Women’s pensions ‘would gain over £106k on average’ if new fathers did half of unpaid care work, report finds

·3-min read
The report from pensions consolidator Pensionbee states:  “Too often the onus is placed on women to close the gender pension gap, by changing their behaviour. This is not fair or effective” (PA Archive)
The report from pensions consolidator Pensionbee states: “Too often the onus is placed on women to close the gender pension gap, by changing their behaviour. This is not fair or effective” (PA Archive)

Women are losing out on over £100,000 in their pension pots on average due to men not taking on an equal share of unpaid care work in the early years of child-rearing, a new report has found.

The "gender pension gap" is a known issue. Women are more likely to be left in poverty on retirement because they typically work fewer hours due to caring responsibilities from their late twenties onwards, and because they face earnings penalties on returning to the workforce after taking maternity leave.

New research from fintech Pensionbee, released today, found that if men took responsibility for an equal share of unpaid care work when they have young children, women could increase their pension pots by more than £106,000 on average.

If the unpaid care work were split equally, couples would also likely see more than 10% in extra savings in a combined pension pot at age 64, the report found.

Pensionbee founder and mother-of-two, Romi Savova, argues that business leaders changing their policies is key to tackling the issue (Pensionbee)
Pensionbee founder and mother-of-two, Romi Savova, argues that business leaders changing their policies is key to tackling the issue (Pensionbee)

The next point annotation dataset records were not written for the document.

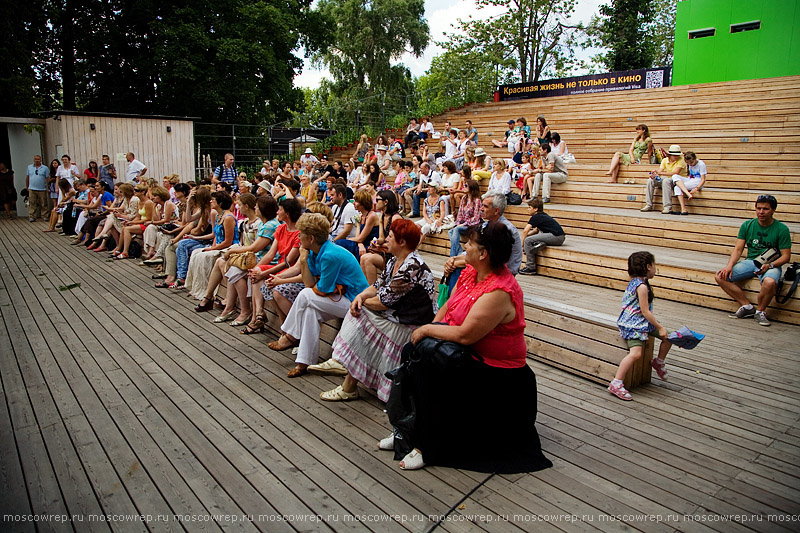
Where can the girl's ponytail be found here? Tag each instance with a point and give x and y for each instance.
(637, 268)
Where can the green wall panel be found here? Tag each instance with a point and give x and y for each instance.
(771, 51)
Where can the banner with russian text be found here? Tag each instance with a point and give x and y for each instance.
(593, 83)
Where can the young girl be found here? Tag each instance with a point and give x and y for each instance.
(637, 321)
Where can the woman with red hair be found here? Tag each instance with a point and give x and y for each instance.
(381, 319)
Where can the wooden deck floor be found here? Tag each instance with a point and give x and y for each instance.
(126, 410)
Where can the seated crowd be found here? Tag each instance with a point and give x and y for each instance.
(330, 240)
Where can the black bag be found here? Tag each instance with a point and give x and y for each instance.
(135, 249)
(513, 198)
(791, 275)
(408, 388)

It stated: "Too often the onus is placed on women to close the gender pension gap, by changing their behaviour. This is not fair or effective. Policy interventions are required to support increased male participation in care responsibilities."

Pensionbee founder and mother-of-two, Romi Savova, argues that business leaders changing their policies is key to tackling the issue.

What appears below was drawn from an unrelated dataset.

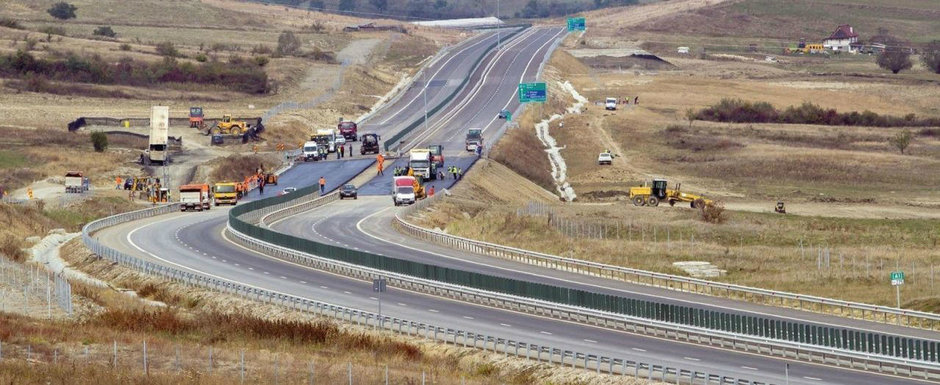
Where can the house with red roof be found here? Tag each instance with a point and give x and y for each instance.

Savova told the Standard firms should offer equal parental leave packages to people of all genders, and have more transparency on the issue.

She also called on Government to help ease the burden of "prohibitive" costs of high quality early years childcare by allowing parents to pay nannies from their pre-tax income.

Savova, a former banker, also said the Government should make it easier for businesses to create on-site nurseries in offices.

"You need men to step up and do their part, but you also need employers to facilitate it. All too often we see the business of having children as women’s business, and so there are maternity leave policies but not parental leave policies,” she said. "You need a national conversation around why it is so important to share parental duties, especially in the early days.

"A lot of employers will compare a woman coming back from maternity leave to a man who didn’t take any leave and therefore progressed for six months, and I think those biases are really hard to fight unless men also join in and do their part.”

“It’s the right moment in time to be looking at this,” she added.

Many employers offer men just a few weeks of paid paternity leave, with those considered generous offering three months.

Attitudes are slowly changing - this month the John Lewis Partnership became the first UK retailer to offer all staff six months’ paid parental leave - but there is a long way to go. Pensionbee offers 110 days full pay to all new parents.

The average cost of sending children under two to nursery full-time currently stands at £263 a week in the UK. In many families, one parent does not return to work because it works out cheaper for them to just stay at home.

Savova attempted to create a nursery on site at the company’s City office, but was faced with so much paperwork and such high costs it was "pretty much impossible". She said: "The tax system discourages anything but long-term maternal childcare, so of course the Government can do more."